My Medical Transition Begins
I started Gender Identity therapy in February of 2015 and on September 29th, 2015 I started my HRT (hormone replacement therapy) when I did my first shot of Testosterone. It has only been a little over 2 years that I have been on this journey towards living my best, most authentic life. Since the start of my transition, my mental health has greatly improved. I am no longer a confused, sad, member of the community. There are people who do not agree with my choice to transition and are very vocal about their disapproval. This transition is not always the easiest due to this fact. There are a lot of people who are not educated on trans people. Being out and visible can sometimes make you a target. I can list a number of things that have happened since I started transitioning to show you the hate that is still a big problem. But I don’t want to scare you with the length of the list. I will share one story though. When I was a few months on T, I was out with friends at a bar. I had to go the bathroom and I was afraid (As this was right around when the bathroom issue blew up in the media). A group of men came into the bathroom and knew who I was and were not happy that I was in the same bathroom as them. I got beat up pretty bad that day and I never told anyone until a few months ago, almost 2 years after the encounter.There are always going to be people who do not agree.

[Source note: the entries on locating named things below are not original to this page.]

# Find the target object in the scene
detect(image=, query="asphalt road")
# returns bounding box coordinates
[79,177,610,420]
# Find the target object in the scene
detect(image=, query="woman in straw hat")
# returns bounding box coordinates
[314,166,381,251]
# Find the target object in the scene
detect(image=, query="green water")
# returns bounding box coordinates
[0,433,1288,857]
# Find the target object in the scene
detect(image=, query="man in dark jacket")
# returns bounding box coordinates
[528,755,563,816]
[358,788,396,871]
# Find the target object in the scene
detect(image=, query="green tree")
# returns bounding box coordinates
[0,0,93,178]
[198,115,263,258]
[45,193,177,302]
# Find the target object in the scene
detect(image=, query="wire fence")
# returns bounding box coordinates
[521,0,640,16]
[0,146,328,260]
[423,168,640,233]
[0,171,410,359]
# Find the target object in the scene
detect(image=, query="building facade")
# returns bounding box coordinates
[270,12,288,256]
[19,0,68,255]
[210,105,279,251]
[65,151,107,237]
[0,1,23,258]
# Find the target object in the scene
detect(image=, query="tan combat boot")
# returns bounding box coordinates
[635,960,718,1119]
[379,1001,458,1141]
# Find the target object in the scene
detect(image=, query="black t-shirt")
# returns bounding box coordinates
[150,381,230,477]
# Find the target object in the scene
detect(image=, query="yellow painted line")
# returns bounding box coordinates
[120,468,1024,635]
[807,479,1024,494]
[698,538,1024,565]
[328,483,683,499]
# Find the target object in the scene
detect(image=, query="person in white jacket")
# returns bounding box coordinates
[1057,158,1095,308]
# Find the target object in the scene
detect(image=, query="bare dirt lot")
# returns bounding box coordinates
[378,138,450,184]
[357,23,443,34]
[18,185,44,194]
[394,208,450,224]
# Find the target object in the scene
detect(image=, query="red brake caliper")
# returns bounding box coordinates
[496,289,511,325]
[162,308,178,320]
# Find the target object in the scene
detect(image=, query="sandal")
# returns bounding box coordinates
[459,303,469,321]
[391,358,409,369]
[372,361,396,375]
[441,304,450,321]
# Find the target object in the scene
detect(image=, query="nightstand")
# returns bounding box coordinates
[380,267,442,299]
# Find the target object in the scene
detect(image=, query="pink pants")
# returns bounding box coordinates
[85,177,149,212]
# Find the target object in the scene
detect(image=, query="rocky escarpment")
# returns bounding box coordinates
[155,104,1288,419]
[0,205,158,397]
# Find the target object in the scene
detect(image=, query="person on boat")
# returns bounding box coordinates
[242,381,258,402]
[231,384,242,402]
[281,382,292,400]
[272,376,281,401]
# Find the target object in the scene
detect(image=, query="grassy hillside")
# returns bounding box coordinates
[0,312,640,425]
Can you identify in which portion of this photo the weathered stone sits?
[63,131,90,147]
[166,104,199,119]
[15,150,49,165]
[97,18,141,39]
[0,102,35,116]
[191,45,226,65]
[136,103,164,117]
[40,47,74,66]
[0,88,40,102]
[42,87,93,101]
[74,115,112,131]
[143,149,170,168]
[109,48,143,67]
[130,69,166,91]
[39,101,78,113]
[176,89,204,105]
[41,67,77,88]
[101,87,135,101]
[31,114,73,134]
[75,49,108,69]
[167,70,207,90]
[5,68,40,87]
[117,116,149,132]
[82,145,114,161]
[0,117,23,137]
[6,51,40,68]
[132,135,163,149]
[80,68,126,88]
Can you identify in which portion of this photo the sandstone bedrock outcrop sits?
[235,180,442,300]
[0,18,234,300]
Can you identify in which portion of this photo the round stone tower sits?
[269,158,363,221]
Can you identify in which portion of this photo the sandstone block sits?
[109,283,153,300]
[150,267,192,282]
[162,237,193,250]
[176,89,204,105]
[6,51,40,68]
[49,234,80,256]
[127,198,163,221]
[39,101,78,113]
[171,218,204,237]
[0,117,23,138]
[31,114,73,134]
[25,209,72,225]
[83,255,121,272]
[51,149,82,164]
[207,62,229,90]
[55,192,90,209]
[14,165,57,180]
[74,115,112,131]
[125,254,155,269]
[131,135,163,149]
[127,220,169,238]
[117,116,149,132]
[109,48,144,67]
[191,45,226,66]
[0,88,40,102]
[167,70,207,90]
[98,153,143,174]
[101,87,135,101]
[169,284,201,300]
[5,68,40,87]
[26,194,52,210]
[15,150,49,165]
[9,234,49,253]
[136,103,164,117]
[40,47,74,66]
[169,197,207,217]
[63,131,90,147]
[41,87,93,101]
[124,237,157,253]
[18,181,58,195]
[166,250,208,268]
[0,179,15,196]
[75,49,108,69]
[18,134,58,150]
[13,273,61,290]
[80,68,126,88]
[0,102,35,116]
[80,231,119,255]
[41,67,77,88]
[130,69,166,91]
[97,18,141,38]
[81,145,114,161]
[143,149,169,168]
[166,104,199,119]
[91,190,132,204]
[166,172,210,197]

I do not let that stop me. When I decided that I was going to transition, I decided that I would be the person that would help educate those people and be the person that put himself out there to help others see through my experiences that being transgender has not made me any different than your average person. I am active in trying to raise awareness for Transgender individuals and being a visible member of the community so people can see that we exist. I am not ashamed to be trans at all and I will continue to share my journey. I am the best version of myself at this very moment and this is just the beginning. The next chapter of my life started November 8th, 2017 when I went in for my top surgery. The good things like this make dealing with the bad things all worth it in the end.